Princeton has joined with its Ivy peers and six other schools in filing an amicus brief that argues against a Supreme Court challenge to the consideration of race in college admissions.

The court is scheduled to hear oral arguments Oct. 10 in Fisher v. University of Texas, a case filed by a white ­student who claimed that she was denied admission because of her race. The case provides the court an opportunity to revisit a 2003 ruling that race could play a limited role in admission ­policies.

Peter G. McDonough, Princeton’s general counsel, said the amicus brief emphasizes “our institutional interest in a student body with robust diversity, which promotes an environment that enriches the educational experience for all our students, and also prepares them as citizens and leaders in a heterogeneous nation and world.”

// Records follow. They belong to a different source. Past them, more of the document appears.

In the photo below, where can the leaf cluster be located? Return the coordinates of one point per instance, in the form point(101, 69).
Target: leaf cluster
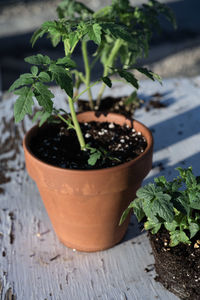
point(174, 205)
point(30, 86)
point(131, 26)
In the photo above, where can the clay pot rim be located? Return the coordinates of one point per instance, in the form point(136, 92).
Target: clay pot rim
point(103, 170)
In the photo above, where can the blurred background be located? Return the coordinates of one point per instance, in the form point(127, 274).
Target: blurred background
point(173, 54)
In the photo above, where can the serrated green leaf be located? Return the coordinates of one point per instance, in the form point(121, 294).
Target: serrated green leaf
point(163, 207)
point(138, 209)
point(74, 38)
point(149, 74)
point(171, 226)
point(44, 77)
point(34, 70)
point(107, 81)
point(105, 11)
point(55, 39)
point(37, 116)
point(181, 203)
point(97, 33)
point(124, 215)
point(43, 96)
point(94, 157)
point(24, 79)
point(38, 59)
point(67, 62)
point(147, 192)
point(153, 226)
point(23, 104)
point(118, 31)
point(62, 78)
point(177, 237)
point(194, 229)
point(37, 34)
point(132, 98)
point(194, 197)
point(129, 77)
point(45, 116)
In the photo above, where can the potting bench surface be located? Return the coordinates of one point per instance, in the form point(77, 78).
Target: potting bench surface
point(34, 265)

The schools recognize that admission policies that treat applicants differently on the basis of race “must be narrowly tailored to achieve compelling educational interests or objectives,” McDonough said.

The brief urges the court not to retreat from its prior recognition of the benefits of diversity and “the acceptability of considering race and ethnicity in the context of a holistic review of an applicant’s candidacy for admission,” he said. 

In addition to the eight Ivy League schools, others participating in the brief are the University of Chicago, Stanford, MIT, Duke, Vanderbilt, and Johns Hopkins.